SHAWNEE — Although Oklahoma's Roman Catholic community and its leaders have championed St. Gregory's University in a variety of ways over its more than 130-year history, Catholic leaders officially pledged their support on Friday during a special ceremony at St. Gregory's Abbey.
The Most Rev. Paul S. Coakley, archbishop of the Archdiocese of Oklahoma City; the Most Rev. Edward Slattery, bishop of the Diocese of Tulsa; the Rt. Rev. Lawrence Stasyszen, abbot of St. Gregory's Abbey; and the Rev. Don Wolf, St. Gregory's University chairman of the board signed a memorandum of agreement and declaration of intent formally establishing the Catholic Church in Oklahoma as a major sponsor of St. Gregory's, 1900 W MacArthur.
Friday's event included a short prayer service inside the abbey and a signing ceremony held in one of the church's outdoor plaza areas. After the ceremony, Coakley and Slattery conferred blessings on those gathered for the event.

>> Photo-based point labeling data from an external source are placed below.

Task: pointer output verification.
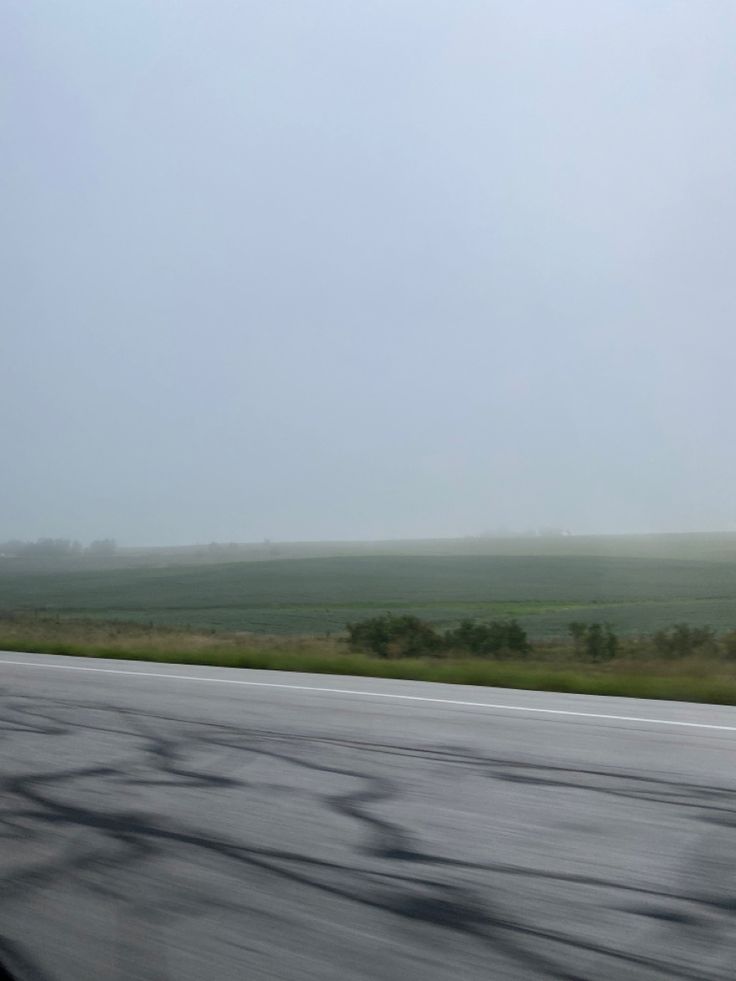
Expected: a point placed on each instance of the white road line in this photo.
(370, 694)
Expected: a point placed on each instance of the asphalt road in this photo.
(180, 823)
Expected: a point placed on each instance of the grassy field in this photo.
(639, 584)
(550, 668)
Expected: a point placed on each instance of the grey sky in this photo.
(331, 269)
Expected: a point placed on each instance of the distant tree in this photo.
(394, 636)
(594, 641)
(682, 640)
(488, 639)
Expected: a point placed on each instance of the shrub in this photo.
(488, 639)
(394, 636)
(683, 640)
(594, 641)
(728, 642)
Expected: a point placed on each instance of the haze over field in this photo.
(366, 270)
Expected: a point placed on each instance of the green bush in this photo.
(594, 641)
(394, 636)
(488, 639)
(682, 640)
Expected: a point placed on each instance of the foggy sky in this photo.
(308, 269)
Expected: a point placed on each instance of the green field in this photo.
(637, 583)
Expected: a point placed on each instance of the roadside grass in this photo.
(320, 596)
(552, 668)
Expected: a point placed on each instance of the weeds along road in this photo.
(169, 822)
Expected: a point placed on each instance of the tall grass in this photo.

Stasyszen said over the years, many people have understood the relationship between St. Gregory's University and the Catholic Church in Oklahoma to be much like that of colleges affiliated with religious denominations — such as Oklahoma Baptist University, affiliated with Oklahoma Southern Baptists, and Oklahoma City University, affiliated with the Oklahoma United Methodist Conference.
However, the abbot said the university always has been a mission and ministry of the Benedictine monks at St. Gregory's Abbey since they established the school that eventually became the university in 1875.
The Catholic bishops in Oklahoma had no cosponsorship of the educational institution. Stasyszen said 25 monks are part of the St. Gregory's monastic community, and nine of them directly work with the university.
Stasyszen said the collaborative effort begun with the memorandum signed on Friday represents a new model of structure for the state's only Catholic university and will fully integrate the university within the Oklahoma Catholic Church.
He said he, along with Coakley and Slattery, will serve as members of a new Board of Trustees as the church begins to play an active role in the university's governance.